葡萄糖耐量受损和胰腺β细胞增殖减少的转基因猪，其葡萄糖依赖性胰岛素分泌多肽功能受损。

Glucose intolerance and reduced proliferation of pancreatic beta-cells in transgenic pigs with impaired glucose-dependent insulinotropic polypeptide function.

机构信息

Chair for Molecular Animal Breeding and Biotechnology and Laboratory for Functional Genome Analysis, Gene Center, Ludwig Maximilians University (LMU) Munich, Munich, Germany.

出版信息

Diabetes. 2010 May;59(5):1228-38. doi: 10.2337/db09-0519. Epub 2010 Feb 25.

DOI:10.2337/db09-0519

PMID:20185813

原文链接:https://pmc.ncbi.nlm.nih.gov/articles/PMC2857903/

Abstract

OBJECTIVE

The insulinotropic action of the incretin glucose-dependent insulinotropic polypeptide (GIP) is impaired in type 2 diabetes, while the effect of glucagon-like peptide-1 (GLP-1) is preserved.
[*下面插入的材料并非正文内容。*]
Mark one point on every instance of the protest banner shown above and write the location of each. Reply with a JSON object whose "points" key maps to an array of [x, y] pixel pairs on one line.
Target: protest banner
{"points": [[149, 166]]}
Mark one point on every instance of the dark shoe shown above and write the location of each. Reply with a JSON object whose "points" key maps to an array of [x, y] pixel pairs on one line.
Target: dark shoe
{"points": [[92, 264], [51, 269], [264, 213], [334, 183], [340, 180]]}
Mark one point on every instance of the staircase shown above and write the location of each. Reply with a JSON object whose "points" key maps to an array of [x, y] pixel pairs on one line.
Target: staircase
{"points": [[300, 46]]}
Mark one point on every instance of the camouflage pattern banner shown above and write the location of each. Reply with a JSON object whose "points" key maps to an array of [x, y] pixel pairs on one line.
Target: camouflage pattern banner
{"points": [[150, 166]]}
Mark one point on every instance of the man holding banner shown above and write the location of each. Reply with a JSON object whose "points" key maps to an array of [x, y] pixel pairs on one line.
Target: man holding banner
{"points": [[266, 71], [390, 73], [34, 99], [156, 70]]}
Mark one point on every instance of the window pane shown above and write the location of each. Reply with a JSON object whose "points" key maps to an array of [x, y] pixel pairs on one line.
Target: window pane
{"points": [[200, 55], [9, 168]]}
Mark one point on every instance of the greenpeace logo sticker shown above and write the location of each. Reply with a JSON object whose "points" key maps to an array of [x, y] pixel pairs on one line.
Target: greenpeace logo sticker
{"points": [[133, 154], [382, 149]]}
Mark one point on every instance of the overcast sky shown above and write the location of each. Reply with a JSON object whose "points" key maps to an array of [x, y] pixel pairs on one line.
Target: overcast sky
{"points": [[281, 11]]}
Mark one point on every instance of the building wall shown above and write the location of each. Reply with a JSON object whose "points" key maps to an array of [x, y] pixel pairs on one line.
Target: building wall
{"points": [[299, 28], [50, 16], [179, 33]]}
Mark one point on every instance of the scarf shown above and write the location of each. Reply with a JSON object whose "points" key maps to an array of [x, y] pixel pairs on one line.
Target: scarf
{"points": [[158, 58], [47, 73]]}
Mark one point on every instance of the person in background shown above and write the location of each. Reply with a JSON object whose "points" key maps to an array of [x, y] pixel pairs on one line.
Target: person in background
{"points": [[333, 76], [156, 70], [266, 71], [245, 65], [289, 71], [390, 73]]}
To evaluate the role of impaired GIP function in glucose homeostasis and development of the endocrine pancreas in a large animal model, we generated transgenic pigs expressing a dominant-negative GIP receptor (GIPR(dn)) in pancreatic islets.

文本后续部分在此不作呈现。